Guard Page

As mentioned in the part about page fault handling, our kernel currently has no protections against stack overflows.

Let's purposely create a stack overflow:

fn stack_overflow() {
    stack_overflow();
}
stack_overflow();

Since we have no guard page, running this code could result in anything. When I ran this code, I got an "Invalid Opcode" fault. But we know that the underlying cause was not an invalid opcode.

A guard page is just a page that is purposely left unmapped. This way, if a stack overflow happens, it will result in a page fault rather than silently overwriting other data.
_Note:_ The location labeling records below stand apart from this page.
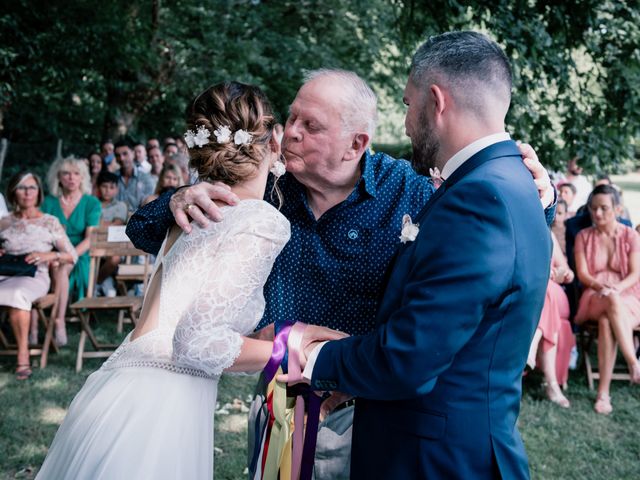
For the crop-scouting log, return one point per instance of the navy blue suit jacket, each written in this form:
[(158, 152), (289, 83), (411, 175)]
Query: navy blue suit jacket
[(439, 382)]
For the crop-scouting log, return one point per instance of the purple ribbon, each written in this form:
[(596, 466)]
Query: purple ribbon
[(277, 354)]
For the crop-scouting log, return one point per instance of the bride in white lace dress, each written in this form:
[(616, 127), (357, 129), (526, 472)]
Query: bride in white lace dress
[(148, 412)]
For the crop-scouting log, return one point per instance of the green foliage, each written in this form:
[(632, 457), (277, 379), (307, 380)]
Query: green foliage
[(86, 69)]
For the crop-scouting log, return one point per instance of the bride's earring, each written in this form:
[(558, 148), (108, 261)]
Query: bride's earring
[(278, 168)]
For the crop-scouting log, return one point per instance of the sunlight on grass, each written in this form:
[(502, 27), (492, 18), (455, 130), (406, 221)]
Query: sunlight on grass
[(50, 383), (236, 423), (52, 415)]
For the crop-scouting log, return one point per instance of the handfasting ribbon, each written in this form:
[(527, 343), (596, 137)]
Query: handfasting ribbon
[(277, 353), (262, 431), (303, 454), (283, 453)]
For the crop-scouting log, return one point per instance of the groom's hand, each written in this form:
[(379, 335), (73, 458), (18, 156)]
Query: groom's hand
[(312, 337), (196, 203), (540, 174), (332, 402)]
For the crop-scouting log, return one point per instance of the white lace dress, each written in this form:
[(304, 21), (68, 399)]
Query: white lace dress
[(148, 412)]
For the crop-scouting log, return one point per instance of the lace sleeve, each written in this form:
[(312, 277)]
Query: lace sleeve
[(229, 302)]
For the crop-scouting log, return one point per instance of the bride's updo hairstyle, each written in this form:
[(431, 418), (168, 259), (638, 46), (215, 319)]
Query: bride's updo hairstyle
[(239, 107)]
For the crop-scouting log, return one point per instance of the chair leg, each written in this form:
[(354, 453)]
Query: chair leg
[(48, 338), (81, 342), (586, 341), (120, 326)]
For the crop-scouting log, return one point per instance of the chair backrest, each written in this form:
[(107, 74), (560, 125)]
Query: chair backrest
[(101, 247)]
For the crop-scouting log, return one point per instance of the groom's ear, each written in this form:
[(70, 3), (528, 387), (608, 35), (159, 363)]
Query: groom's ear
[(439, 100)]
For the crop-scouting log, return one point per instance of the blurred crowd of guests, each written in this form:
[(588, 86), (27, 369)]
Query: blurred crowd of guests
[(51, 229), (595, 268), (594, 280)]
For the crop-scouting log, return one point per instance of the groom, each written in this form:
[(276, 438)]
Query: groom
[(439, 380)]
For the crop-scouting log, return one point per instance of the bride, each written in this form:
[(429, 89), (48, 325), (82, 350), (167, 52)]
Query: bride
[(148, 411)]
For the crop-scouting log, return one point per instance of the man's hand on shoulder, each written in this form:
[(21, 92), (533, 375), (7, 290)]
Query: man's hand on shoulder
[(196, 202), (540, 175)]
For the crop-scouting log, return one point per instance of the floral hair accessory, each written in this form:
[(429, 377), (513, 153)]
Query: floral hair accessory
[(223, 134), (409, 230), (197, 138), (242, 137), (278, 168)]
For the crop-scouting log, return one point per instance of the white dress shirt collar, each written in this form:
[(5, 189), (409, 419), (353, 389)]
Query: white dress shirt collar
[(469, 151)]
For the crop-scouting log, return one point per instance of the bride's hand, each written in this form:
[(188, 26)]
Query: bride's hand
[(332, 402), (196, 203)]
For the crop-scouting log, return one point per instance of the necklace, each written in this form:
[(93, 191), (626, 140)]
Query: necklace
[(72, 201)]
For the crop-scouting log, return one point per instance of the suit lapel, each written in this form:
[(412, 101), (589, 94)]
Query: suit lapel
[(497, 150)]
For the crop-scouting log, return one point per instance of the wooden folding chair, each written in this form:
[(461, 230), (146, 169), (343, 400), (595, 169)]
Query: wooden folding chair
[(87, 308), (45, 308), (129, 273), (588, 337)]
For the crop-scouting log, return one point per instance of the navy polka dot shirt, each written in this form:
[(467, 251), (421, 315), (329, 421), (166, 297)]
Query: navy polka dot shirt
[(331, 272)]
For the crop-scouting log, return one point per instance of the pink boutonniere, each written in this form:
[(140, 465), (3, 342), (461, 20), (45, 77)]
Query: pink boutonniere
[(409, 230), (436, 178)]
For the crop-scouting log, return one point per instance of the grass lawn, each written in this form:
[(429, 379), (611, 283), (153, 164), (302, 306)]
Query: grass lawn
[(562, 444)]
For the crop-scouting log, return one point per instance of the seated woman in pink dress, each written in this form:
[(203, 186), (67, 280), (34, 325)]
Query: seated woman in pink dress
[(28, 231), (608, 266), (550, 336)]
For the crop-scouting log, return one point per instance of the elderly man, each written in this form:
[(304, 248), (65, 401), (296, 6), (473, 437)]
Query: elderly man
[(345, 206)]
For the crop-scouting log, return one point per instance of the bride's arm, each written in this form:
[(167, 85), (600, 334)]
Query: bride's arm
[(254, 355), (210, 336)]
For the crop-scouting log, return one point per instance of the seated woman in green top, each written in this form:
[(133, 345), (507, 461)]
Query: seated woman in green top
[(70, 200)]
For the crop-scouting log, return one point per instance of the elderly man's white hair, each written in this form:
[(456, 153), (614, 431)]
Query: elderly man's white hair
[(359, 103)]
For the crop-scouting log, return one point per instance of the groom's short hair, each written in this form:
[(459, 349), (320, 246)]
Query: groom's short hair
[(471, 66)]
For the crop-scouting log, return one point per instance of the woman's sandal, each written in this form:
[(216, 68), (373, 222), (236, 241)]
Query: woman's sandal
[(555, 395), (23, 372), (603, 404)]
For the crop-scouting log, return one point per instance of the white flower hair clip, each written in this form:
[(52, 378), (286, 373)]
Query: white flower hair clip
[(198, 138), (278, 169), (409, 230), (242, 137), (223, 134)]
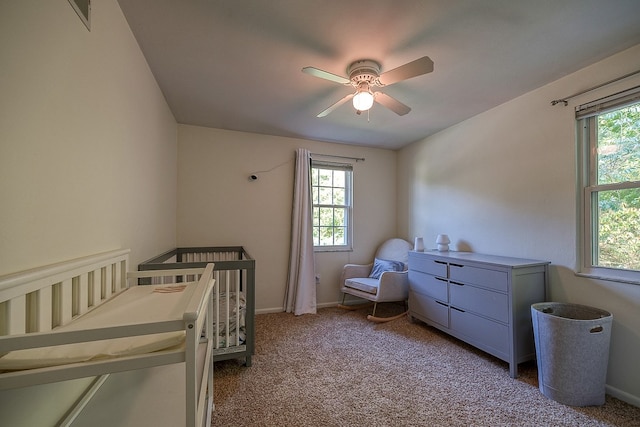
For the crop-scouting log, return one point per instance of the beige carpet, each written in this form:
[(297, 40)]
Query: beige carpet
[(337, 369)]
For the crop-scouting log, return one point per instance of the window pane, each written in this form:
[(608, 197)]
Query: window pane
[(331, 210), (618, 145), (325, 196), (339, 217), (340, 236), (326, 236), (325, 177), (618, 229)]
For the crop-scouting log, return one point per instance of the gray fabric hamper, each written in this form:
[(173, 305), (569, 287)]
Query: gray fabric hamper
[(572, 351)]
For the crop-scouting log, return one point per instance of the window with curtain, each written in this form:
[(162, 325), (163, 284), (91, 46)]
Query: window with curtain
[(332, 197), (609, 166)]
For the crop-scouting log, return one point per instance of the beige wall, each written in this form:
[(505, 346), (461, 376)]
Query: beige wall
[(503, 182), (218, 205), (88, 145), (88, 152)]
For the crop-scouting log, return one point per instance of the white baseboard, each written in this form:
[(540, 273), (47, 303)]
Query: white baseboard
[(281, 309), (623, 395)]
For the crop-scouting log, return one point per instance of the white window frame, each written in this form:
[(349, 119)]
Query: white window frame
[(588, 187), (348, 168)]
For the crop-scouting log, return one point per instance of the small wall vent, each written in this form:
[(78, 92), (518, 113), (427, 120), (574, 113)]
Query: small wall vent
[(83, 9)]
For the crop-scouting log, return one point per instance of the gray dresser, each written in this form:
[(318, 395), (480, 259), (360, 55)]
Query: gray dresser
[(484, 300)]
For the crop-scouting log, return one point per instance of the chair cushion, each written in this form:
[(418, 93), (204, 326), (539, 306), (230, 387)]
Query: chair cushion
[(382, 265), (364, 284)]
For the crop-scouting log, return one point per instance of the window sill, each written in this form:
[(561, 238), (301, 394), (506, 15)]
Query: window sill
[(332, 249)]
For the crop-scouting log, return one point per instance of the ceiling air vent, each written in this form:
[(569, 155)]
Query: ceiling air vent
[(83, 9)]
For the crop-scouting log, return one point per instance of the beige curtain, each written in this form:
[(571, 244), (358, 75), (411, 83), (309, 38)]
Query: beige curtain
[(300, 296)]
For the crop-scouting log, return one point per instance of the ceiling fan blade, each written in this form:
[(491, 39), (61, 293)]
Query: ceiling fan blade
[(316, 72), (391, 103), (336, 105), (411, 69)]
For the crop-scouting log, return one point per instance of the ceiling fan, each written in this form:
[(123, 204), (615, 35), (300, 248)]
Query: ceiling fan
[(364, 76)]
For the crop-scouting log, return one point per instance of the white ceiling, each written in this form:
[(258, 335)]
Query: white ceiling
[(236, 64)]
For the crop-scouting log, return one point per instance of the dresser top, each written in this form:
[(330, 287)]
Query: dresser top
[(453, 256)]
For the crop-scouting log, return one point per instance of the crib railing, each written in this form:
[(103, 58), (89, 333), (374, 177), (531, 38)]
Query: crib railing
[(58, 293), (234, 293)]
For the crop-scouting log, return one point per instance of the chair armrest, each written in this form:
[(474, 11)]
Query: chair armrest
[(394, 286), (355, 270)]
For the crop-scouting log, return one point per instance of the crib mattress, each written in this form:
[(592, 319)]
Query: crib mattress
[(138, 305)]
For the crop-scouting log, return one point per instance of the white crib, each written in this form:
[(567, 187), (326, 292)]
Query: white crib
[(57, 309), (234, 295)]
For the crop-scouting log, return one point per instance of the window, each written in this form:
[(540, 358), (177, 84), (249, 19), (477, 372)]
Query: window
[(332, 205), (609, 149)]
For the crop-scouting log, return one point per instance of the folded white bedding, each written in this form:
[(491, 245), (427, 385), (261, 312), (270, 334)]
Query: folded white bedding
[(136, 305)]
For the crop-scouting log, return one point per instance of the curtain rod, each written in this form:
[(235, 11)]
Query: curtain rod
[(357, 159), (566, 98)]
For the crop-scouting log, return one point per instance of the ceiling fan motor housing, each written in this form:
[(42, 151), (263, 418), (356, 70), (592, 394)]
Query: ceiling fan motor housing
[(364, 71)]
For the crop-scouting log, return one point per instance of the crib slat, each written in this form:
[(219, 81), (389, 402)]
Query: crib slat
[(83, 293), (108, 279), (43, 307), (96, 292), (16, 315), (66, 301)]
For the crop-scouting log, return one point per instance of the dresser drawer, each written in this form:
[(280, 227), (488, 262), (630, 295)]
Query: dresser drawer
[(481, 301), (421, 263), (488, 335), (492, 279), (429, 308), (426, 284)]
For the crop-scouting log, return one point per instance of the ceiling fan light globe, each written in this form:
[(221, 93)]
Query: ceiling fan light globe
[(362, 101)]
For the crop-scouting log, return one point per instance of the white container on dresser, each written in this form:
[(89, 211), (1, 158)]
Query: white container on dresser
[(484, 300)]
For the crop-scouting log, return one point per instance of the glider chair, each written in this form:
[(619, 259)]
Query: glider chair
[(384, 280)]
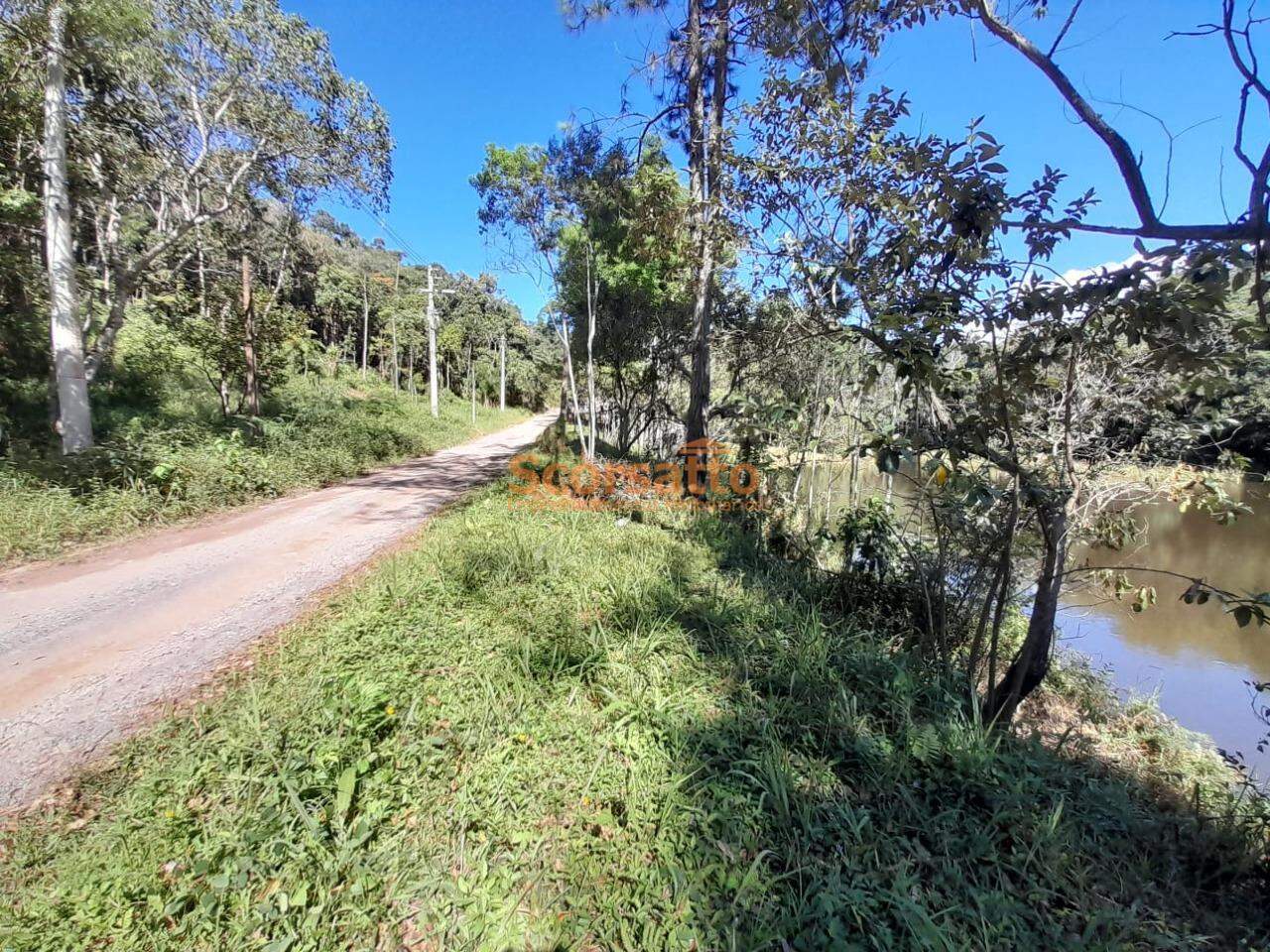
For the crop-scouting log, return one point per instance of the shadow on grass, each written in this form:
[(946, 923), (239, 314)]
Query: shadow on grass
[(860, 807)]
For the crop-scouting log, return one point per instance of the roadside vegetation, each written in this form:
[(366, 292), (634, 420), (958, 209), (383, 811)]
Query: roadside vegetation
[(575, 730), (178, 458)]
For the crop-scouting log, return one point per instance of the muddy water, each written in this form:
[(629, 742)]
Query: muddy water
[(1194, 658)]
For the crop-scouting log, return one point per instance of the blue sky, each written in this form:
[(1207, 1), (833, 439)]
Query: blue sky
[(457, 75)]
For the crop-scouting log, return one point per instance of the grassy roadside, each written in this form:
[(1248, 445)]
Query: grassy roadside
[(178, 460), (572, 731)]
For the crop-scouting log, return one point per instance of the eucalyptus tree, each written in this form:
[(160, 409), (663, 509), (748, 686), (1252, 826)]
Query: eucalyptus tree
[(897, 240), (697, 68), (190, 108), (532, 199)]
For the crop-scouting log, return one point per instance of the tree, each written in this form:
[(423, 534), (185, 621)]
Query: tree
[(189, 112), (75, 419)]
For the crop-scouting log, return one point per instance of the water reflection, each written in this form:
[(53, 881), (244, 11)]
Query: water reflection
[(1194, 658)]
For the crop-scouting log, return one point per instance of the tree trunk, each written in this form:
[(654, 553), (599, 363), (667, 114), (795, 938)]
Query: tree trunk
[(698, 389), (432, 348), (66, 336), (502, 371), (250, 380), (366, 324), (592, 293), (1032, 664)]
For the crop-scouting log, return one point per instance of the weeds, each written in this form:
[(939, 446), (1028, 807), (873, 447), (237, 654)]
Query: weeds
[(563, 730), (180, 460)]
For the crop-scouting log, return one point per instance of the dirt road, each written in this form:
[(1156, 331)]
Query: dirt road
[(87, 645)]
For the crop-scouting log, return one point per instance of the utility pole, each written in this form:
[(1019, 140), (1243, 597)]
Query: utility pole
[(432, 348), (432, 344), (502, 371)]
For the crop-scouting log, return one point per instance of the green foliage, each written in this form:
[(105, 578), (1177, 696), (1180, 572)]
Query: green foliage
[(176, 458), (575, 731)]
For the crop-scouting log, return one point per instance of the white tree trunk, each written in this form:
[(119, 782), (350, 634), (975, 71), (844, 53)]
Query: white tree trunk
[(73, 416)]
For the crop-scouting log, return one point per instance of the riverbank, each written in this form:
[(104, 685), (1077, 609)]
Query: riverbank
[(177, 458), (584, 731)]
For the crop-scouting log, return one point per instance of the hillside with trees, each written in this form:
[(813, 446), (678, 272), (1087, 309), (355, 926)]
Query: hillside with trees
[(761, 645)]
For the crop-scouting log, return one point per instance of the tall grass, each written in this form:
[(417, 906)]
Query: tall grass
[(175, 458), (567, 730)]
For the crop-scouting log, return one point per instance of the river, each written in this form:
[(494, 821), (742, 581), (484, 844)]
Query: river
[(1194, 658)]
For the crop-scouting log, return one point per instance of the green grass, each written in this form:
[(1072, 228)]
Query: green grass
[(568, 731), (175, 458)]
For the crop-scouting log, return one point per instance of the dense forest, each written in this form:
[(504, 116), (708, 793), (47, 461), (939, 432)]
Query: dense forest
[(839, 719)]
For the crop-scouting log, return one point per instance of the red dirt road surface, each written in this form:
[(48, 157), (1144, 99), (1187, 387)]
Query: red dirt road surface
[(87, 645)]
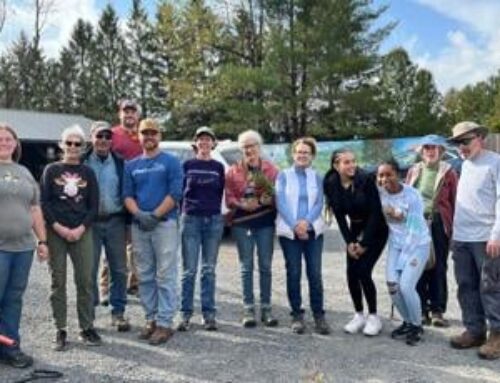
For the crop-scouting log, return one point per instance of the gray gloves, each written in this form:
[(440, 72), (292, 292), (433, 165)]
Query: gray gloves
[(147, 221)]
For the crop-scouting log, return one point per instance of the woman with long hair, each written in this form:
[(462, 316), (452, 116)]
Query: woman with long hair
[(300, 227), (70, 199), (409, 242), (352, 196), (20, 215)]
Allocating and mapping memory for a stack with a guarded page

Create guarded_stack.rs. In it, we will define a stack size:

pub const NORMAL_STACK_SIZE: u64 = 64 * 0x400;

This is 64 KiB, which is also Limine's default stack size.

Next, we create a struct that holds a guarded stack, which is a stack with a guard page.

/// A stack with a guard page at the bottom.
/// Dropping this does not unmap the stack.
#[derive(Debug)]
pub struct GuardedStack {
    top: VirtAddr,
}

Also create a file called x86_64_consts.rs. In it, we will define some useful numbers. For now:

pub const HIGHER_HALF_START: u64 = 0xFFFF800000000000;

We need to only use memory >= HIGHER_HALF_START for the kernel.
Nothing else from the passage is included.